Later in 1977, a commercial processor was released from IBM, called the IBM 3033 processor. That is the first processor (to my knowledge) to implement exactly what you are proposing. I'm surprised to see that the Wikipedia page did not mention that the processor fetched instructions from both paths. The paper that describes the IBM 3033 is titled "The IBM 3033: An inside look". Unfortunately, I'm not able to find the paper. But the paper on the IBM 3090 does mention that fact. So what you're proposing did make sense and was implemented in real processors about half a decade ago.
A patent was filed in 1981 and granted in 1984 about processor with two memories and instructions can be fetched from both memories simultaneously. I quote from the abstract of the patent:
A dual fetch microsequencer having two single-ported microprogram
memories wherein both the sequential and jump address
microinstructions of a binary conditional branch can be simultaneously
prefetched, one from each memory. The microprogram is assembled so
that the sequential and jump addresses of each branch have opposite
odd/even polarities. Accordingly, with all odd addresses in one memory
and even in the other, the first instruction of both possible paths
can always be prefetched simultaneously. When a conditional branch
microinstruction is loaded into the execution register, its jump
address or a value corresponding to it is transferred to the address
register for the appropriate microprogram memory. The address of the
microinstruction in the execution register is incremented and
transferred to the address register of the other microprogram memory.
Prefetch delays are thereby reduced. Also, when a valid conditional
jump address is not provided, that microprogram memory may be
transparently overlayed during that microcycle.
A Historical Perspective on Fetching and Executing Instructions from both Paths
There is a lot of research published in the 80s and 90s about proposing and evaluating techniques by which instructions from both paths are not only fetched but also executed, even for multiple conditional branches. This will have the potential additional overhead of fetching data required by both paths. The idea of branch prediction confidence was proposed in this paper in 1996 and was used to improve such techniques by being more selective regarding which paths to fetch and execute. Another paper (Threaded Multiple Path Execution) published in 1998 proposes an architecture that exploits simultaneous multithreading (SMT) to run multiple paths following conditional branches. Another paper (Dual Path Instruction Processing) published in 2002 proposes to fetch, decode, and rename, but not execute, instructions from both paths.
Discussion
Fetching instructions from both paths into one or more of the caches reduces the effective capacity of the caches in general, because, typically, one of the paths will be executed much more frequently than the other (in some, potentially highly irregular, pattern). Imagine fetching into the L3 cache, which practically always shared between all the cores and holds both instructions and data. This can have negative impact on the ability of the L3 cache to hold useful data. Fetching into the much smaller L2 cache can even lead to a substantially worse performance, especially when the L3 is inclusive. Fetching instructions from both paths across multiple conditional branches for all the cores may cause hot data held in the caches to be frequently evicted and brought back. Therefore, extreme variants of the technique you are proposing would reduce the overall performance of modern architectures. However, less aggressive variants can be beneficial.
I'm not aware of any real modern processors that fetch instructions on both paths when they see a conditional branch (perhaps some do, but it's not publicly disclosed). But instruction prefetching has been extensively researched and still is. An important question here that needs to be addressed is: what is the probability that a sufficient number of instructions from the other path are already present in the cache when the predicted path turns out to be the wrong path? If the probability is high, then there would be little motivation to fetch instructions from both paths. Otherwise, there is indeed an opportunity. According to an old paper from Intel (Wrong-Path Instruction Prefetching), on the benchmarks tested, over 50% of instructions accessed on mispredicted paths were later accessed during correct path execution. The answer to this question certainly depends on the target domain of the processor being designed.

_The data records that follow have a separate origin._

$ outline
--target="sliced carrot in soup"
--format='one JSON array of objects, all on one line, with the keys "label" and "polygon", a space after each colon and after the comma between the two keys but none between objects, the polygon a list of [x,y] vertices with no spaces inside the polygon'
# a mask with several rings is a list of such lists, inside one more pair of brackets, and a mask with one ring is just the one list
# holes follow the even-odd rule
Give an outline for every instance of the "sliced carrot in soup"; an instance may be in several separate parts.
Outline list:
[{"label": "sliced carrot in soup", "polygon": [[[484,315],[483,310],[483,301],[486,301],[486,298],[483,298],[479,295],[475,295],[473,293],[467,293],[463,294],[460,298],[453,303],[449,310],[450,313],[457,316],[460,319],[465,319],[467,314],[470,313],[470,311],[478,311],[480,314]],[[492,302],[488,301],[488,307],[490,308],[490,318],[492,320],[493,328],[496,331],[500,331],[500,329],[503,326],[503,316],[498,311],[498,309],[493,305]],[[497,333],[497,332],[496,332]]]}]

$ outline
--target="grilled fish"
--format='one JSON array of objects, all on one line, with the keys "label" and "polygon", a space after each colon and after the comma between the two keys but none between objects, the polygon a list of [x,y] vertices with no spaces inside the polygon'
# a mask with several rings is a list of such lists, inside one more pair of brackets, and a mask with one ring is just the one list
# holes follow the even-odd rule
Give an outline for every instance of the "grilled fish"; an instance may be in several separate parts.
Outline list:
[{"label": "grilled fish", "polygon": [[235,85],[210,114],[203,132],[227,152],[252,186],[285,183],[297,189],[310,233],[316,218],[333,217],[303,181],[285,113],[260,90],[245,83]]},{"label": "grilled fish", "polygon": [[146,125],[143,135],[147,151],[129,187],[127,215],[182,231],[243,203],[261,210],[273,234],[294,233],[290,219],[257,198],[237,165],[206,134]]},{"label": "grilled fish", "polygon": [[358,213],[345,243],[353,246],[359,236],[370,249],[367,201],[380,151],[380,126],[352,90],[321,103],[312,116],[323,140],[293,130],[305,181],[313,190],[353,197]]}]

Tomasulo's algorithm + MIPS 5 stages pipeline + branch prediction

I'm learning about Tomasulo's algorithm and I think I understand it. What I can't figure out is how it is integrated with the MIPS 5 stage pipeline that is discussed in Hennessy and Patterson? Also how would one integrate branch prediction with Tomasulo? Any help is appreciated.
Tomasulo's keeps track of dynamic scheduling of instructions which comes in play when after decode you have multiple ports to execute different instructions as well as hardware resources for the instructions to wait, schedule, forward result. MIPS 5 stage in-order pipeline can not issue/dispatch multiple instructions in same cycle nor they can go out of order in the pipeline.
When you see a branch in the front end of the pipeline you have to make a decision about from where to fetch the next instruction, from branch target or from pc++. Branch resolution takes time, and if you wait, 3 or 20 cycles depending on the processor, you end up inserting that many bubbles. Branch prediction (BP) will help you start fetching from somewhere with some confidence.
The link between BP and Tomasulo's can be bridged by Reorder buffer, register files capable of handling misprediction recovery. There are many other things you need but this is a start. As soon as you know that the prediction you made was wrong, that is when you actually calculate the branch, you clear RoB and every possible buffer, pipeline stage, intermediate results affected by instructions on the speculated path up until the last committed instruction and then restart fetching from the correct PC.
Branch misprediction even on latest processor is costly and there are tons of optimizations to mitigate this and make BPs more accurate.
Hope this helps.

How does the branch predictor know if it is incorrect?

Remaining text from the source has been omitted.